When multiple teams must share a common schema

My advice is DontDoThat. Break the schema (logically) into separate pieces, each of which is under the control of one team. Don't treat the database as a giant global variable, open to all comers. Rather, give ownership of each piece of the data to a piece of the system and make all accesses through that system. This encapsulates the data with behavior and prevents semantic misunderstandings of the data. It also allows each team/module/sub-schema to refactor at will.

Problem is, in practice 90% of this behaviour is CRUD (a lot of loadObjectX/saveObjectX methods), complete with an application-specific query language, thus ReinventingTheWheel. Also, in my experience behaviour (and method signatures) tends to change faster than underlying data, even when costs of modifying data and behaviour are the same.

Sharing the database is also the easiest way of integrating various applications (but is not an integration panacea - sometimes you really need to share behaviour). SQL is a joy compared to serious Web Services (SAP SOAP interfaces make a grown man cry...). And giving each application ownership of the data will lead to PointToPointIntegration, which will require a major EnterpriseApplicationIntegration project to reintegrate.

Deployment issues

I must admit, that I still doubt that it would work to RefactorMercilessly in a large system with relational databases that have actually been deployed. It should certainly be possible for each developer to have a small development and test instance of a database, with a small set of data, but the problem as I see it concerns deployment. Whether you deploy it often or not, there will be a disturbance for the customers that is roughly proportional to the number of changes you make in the database schema. If the changes are rolled out often, there will be many down-time occurrences and plenty of evening or weekend work for the DBA's. With fewer rollouts, there will be larger changes at each delivery, and thus longer down times, more to test, and bigger risks...

Some mixed points...

Views - are a GoodThing that is often forgotten, but usually, you can't update a view that consists of more than one table, so it won't really solve the problem described above. (Actually, some databases, such as PostgreSql, will let you write an arbitrary function to deal with view updates, which effectively lets all views be updatable if you can figure out by what rules you want things updated.)
Downtime - In the systems I have worked with, the large customers have such database sizes that it might take a day or so to load just one big table.
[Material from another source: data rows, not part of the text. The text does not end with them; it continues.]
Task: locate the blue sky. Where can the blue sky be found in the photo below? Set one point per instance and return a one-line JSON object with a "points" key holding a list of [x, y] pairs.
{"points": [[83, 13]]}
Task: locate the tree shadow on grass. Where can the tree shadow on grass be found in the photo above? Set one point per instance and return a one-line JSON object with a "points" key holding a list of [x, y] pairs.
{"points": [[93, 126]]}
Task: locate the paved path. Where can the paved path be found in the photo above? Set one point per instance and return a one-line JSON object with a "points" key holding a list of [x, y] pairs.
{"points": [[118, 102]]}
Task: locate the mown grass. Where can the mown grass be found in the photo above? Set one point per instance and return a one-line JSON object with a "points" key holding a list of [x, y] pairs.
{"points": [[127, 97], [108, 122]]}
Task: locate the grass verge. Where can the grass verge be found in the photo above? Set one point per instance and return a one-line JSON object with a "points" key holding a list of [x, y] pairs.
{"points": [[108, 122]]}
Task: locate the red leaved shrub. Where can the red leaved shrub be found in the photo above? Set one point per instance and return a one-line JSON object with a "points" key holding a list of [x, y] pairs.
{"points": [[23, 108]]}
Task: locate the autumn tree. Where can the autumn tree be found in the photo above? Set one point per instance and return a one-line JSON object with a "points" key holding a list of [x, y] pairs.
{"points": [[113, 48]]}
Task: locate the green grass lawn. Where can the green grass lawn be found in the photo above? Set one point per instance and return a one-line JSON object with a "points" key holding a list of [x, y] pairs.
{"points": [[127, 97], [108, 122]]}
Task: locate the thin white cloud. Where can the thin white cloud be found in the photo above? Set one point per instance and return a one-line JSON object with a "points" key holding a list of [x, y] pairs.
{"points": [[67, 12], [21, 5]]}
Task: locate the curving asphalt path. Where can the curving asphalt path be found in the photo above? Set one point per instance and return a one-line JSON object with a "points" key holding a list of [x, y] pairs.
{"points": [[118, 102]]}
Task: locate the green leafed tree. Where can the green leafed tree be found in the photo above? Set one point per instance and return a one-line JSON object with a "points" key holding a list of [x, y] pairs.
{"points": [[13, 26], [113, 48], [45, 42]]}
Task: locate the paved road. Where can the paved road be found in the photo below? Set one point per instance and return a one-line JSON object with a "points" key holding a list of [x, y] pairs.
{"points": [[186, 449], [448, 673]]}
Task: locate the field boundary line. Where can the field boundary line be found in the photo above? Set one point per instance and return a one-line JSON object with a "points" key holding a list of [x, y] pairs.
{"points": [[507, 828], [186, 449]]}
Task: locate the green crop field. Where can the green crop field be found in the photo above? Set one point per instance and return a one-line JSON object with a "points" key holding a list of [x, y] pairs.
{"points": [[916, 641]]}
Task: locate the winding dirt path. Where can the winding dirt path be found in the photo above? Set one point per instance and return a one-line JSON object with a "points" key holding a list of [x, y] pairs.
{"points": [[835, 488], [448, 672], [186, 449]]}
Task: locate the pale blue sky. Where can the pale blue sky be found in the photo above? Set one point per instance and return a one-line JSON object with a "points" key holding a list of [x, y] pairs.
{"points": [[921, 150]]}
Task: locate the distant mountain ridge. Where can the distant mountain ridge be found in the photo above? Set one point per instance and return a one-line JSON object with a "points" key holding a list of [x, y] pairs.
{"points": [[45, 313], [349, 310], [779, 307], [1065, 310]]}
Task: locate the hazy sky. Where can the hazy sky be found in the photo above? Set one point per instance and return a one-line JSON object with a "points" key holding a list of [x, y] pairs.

To make extensive changes in the database schema more than a few times per year is hardly acceptable then. The XP thing to do would be to refactor as soon as you find that it would improve code simplicity, readability or whatever, and that could cause a schema change in the next minor release, even though this change wasn't crucial to the customer who needed the new release.
Risk - Even with plenty of tests, every change to the schema in a mission critical deployed database system is a risk. People usually try to avoid these things...
Performance - It might well be too expensive performance wise to have fixes in the code for retrieval or insert/update that would affect two (or more?) tables instead of one. (See discussion on A, B and F above.)
Schema private or public? - From an OO point of view I want to see the database schema as something private - the persistent storage of our private attributes. I want all access to go through the public methods of our classes. Unfortunately, databases aren't always viewed like that. Several applications might share a database without sharing application code. The database schema might be seen as a public interface to the data. This basically means that most database refactoring violates the the OpenClosedPrinciple. I certainly think such a view of databases is bad, but we often have to live with a legacy...
Wide deployment - The more customers you have running your system, the worse it gets. Even if you don't make shrink wrap software, you might have a few hundred, or at least tens of installations. There might also be different customizations at different sites. This certainly increases the need for XP practices such as automated test and build and version control, but it also makes me reluctant to change the system more than I must...
License costs - depending on your database it can be very expensive to have more connections and/or more servers.

True, this also depends on what tools we use for programming. With flexible tools and a restricted subset of SQL we might be able to run a completely different RDBMS for our local tests. Also, it seems to become more and more common to give development licenses for free, and just charge money for deployment.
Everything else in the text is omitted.